General Mills Inc. will launch a new marketing offensive Monday for its Yoplait Greek yogurt, an attempt to take back precious market share lost in the past few years.
It will be a tough slog. Golden Valley-based General Mills was late to the Greek party, while its rivals — notably Chobani — turned a niche product into the yogurt category's dynamo. And Chobani is on an offensive of its own.
General Mills made progress over the past year by reformulating its standard Greek yogurt and finding success with a new lower-calorie product called Yoplait Greek 100. Still, General Mills, one of the world's yogurt giants, has only a high single-digit share of the U.S. Greek yogurt market.
Yoplait is engaging Chobani head-on in a TV ad blitz, rolling out the time-honored taste test.
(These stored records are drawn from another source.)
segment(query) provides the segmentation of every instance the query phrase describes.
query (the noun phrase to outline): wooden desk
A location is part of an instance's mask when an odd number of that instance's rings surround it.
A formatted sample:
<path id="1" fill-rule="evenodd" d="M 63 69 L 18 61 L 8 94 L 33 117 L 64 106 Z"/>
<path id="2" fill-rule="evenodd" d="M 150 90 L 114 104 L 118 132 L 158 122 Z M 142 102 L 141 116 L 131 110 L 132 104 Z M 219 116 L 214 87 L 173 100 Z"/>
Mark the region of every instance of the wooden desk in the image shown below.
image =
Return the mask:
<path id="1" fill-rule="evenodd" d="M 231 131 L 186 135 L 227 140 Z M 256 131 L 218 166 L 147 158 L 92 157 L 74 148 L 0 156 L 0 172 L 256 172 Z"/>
In a national "Taste-Off," as General Mills calls it, consumers sampled two Greek yogurts, without being told which was which. One was Yoplait's blueberry, which mixes fruit into the yogurt. The other was Chobani's blueberry, which features fruit on the bottom.
"We are so committed to making a Greek yogurt that tastes great," said Carla Vernón, Yoplait's marketing director. "We feel the commercial is an opportunity for people to taste it for themselves — tasting is believing."
The Taste-Off marketing campaign is also running via Twitter, Facebook and Instagram, with General Mills asking consumers to do their own taste tests between Chobani and Yoplait.
Not surprisingly, Yoplait wins the TV taste test. But General Mills has good reason to highlight taste. Its initial Greek yogurt product was not only a latecomer, but was seen by some consumers as an inferior product. The first Yoplait Greek wasn't made through the "straining" production method common to Greek-style yogurts.